Here is the configuration that worked for me after the response. Thanks!

<!-- Modified to fit fuzzy queries -->  
    <fieldType name="text_exact_fuzzy" class="solr.TextField" omitNorms="false">
      <analyzer type="index">
          <tokenizer class="solr.StandardTokenizerFactory"/>
          <filter class="solr.StandardFilterFactory"/>
          <filter class="solr.LowerCaseFilterFactory"/>
        </analyzer>
      <analyzer type="query">
        <tokenizer class="solr.StandardTokenizerFactory"/>
        <filter class="solr.StandardFilterFactory"/>
        <filter class="solr.LowerCaseFilterFactory"/>
      </analyzer>
    </fieldType>

回答1:

No, you do not need to enable stemming, and the use of a stemmer may be causing the problem.

You have far too many filters on the text field. You are converting a word to a Porter stem, which often is not a real word, then taking the phonetic key of that. The surface word will rarely match the phonetic key stored in the index. The phonetic key will be very different from the original word.

Use the analyzer page in the admin UI to see how terms are processed.

I recommend splitting the kinds of approximate match into different fields.

  • text_exact: lowercase, that's about it
  • text_stem: lowercase and stem
  • text_phonetic: lowercase and double metaphone, do not stem

Use fuzzy matching with text_exact, because it handles typing errors. Do not use fuzzy against the other fields.

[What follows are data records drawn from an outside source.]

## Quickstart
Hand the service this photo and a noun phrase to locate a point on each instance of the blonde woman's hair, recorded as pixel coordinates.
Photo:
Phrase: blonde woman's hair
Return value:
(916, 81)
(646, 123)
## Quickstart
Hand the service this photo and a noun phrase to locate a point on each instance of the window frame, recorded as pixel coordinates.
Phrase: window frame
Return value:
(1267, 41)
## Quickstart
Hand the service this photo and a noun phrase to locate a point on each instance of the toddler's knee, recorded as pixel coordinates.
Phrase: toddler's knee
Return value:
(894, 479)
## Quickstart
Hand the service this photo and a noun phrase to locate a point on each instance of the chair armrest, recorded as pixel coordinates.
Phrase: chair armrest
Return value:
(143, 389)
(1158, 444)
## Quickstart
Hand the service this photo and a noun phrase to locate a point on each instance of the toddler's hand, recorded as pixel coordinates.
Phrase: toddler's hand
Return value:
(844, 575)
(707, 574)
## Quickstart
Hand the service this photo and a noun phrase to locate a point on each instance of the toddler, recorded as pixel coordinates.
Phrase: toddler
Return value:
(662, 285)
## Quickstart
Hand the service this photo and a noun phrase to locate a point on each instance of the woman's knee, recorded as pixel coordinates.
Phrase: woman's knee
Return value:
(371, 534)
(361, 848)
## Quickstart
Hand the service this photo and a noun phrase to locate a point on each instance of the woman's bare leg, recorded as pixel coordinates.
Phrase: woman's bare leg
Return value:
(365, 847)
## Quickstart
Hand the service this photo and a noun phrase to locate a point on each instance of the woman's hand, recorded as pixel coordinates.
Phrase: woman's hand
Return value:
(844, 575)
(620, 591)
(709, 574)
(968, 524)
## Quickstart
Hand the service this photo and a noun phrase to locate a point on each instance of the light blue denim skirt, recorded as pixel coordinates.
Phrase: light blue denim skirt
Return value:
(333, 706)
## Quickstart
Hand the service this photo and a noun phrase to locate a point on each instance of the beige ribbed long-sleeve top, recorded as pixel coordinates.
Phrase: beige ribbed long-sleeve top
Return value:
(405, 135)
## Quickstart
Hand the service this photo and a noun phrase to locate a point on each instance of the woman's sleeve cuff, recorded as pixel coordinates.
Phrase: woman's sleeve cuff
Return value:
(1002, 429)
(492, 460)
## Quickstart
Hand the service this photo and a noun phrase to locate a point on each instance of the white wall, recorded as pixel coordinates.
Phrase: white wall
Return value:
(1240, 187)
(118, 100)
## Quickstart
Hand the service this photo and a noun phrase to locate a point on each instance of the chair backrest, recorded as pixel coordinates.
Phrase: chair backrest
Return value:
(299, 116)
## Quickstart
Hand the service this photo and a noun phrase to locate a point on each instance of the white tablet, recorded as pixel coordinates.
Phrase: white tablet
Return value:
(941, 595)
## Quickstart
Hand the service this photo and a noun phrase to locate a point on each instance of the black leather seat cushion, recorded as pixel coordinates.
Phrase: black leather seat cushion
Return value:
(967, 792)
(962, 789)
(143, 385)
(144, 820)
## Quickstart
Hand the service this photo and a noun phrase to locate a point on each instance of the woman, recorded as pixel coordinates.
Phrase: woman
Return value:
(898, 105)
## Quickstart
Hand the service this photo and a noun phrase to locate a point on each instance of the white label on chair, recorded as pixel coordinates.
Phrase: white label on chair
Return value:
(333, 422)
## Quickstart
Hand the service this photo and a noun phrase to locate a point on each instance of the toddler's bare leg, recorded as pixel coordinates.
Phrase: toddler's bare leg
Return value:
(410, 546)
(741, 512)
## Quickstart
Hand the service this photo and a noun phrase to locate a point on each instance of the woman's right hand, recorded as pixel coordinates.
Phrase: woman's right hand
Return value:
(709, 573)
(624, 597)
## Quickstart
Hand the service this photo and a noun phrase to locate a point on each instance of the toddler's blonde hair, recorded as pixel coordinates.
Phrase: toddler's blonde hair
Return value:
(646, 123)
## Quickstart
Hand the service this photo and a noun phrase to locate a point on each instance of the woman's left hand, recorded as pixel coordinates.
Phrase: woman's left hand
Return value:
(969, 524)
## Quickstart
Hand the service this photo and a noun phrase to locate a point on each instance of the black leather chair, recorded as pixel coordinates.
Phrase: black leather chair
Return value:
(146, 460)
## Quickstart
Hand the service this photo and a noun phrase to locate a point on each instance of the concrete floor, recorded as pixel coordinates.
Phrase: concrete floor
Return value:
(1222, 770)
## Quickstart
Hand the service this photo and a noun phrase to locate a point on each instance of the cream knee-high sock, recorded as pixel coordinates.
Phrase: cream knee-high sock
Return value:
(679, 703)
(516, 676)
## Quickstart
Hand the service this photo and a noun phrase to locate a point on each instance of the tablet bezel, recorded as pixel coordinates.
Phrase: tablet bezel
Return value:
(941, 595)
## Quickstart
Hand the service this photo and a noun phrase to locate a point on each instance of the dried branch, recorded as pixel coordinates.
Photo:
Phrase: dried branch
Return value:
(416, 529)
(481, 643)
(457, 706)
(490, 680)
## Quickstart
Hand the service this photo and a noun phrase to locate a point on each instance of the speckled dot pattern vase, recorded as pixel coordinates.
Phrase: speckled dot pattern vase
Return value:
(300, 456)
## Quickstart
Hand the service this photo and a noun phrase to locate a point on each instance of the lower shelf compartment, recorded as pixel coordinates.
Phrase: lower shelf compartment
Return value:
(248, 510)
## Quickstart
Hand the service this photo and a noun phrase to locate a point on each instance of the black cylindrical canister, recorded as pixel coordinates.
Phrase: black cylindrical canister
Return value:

You can weight these fields differently, the exact match is a higher-quality match than the rest, so it can have a bigger weight. The stemmed match is a better match than phonetic, so it should have a weight smaller than exact, but bigger than phonetic.



回答2:

In order to get Fuzzy Searches to work, you will need to enable the correct Stemming and/or Filter Factory for your desired language. Please see the Langauge Analysis topic on the Solr Wiki for more details.

Edit: Please see Analyzers, Tokenizers and Token Filters for more details on the different ways of indexing your data and how this impacts the search of your data.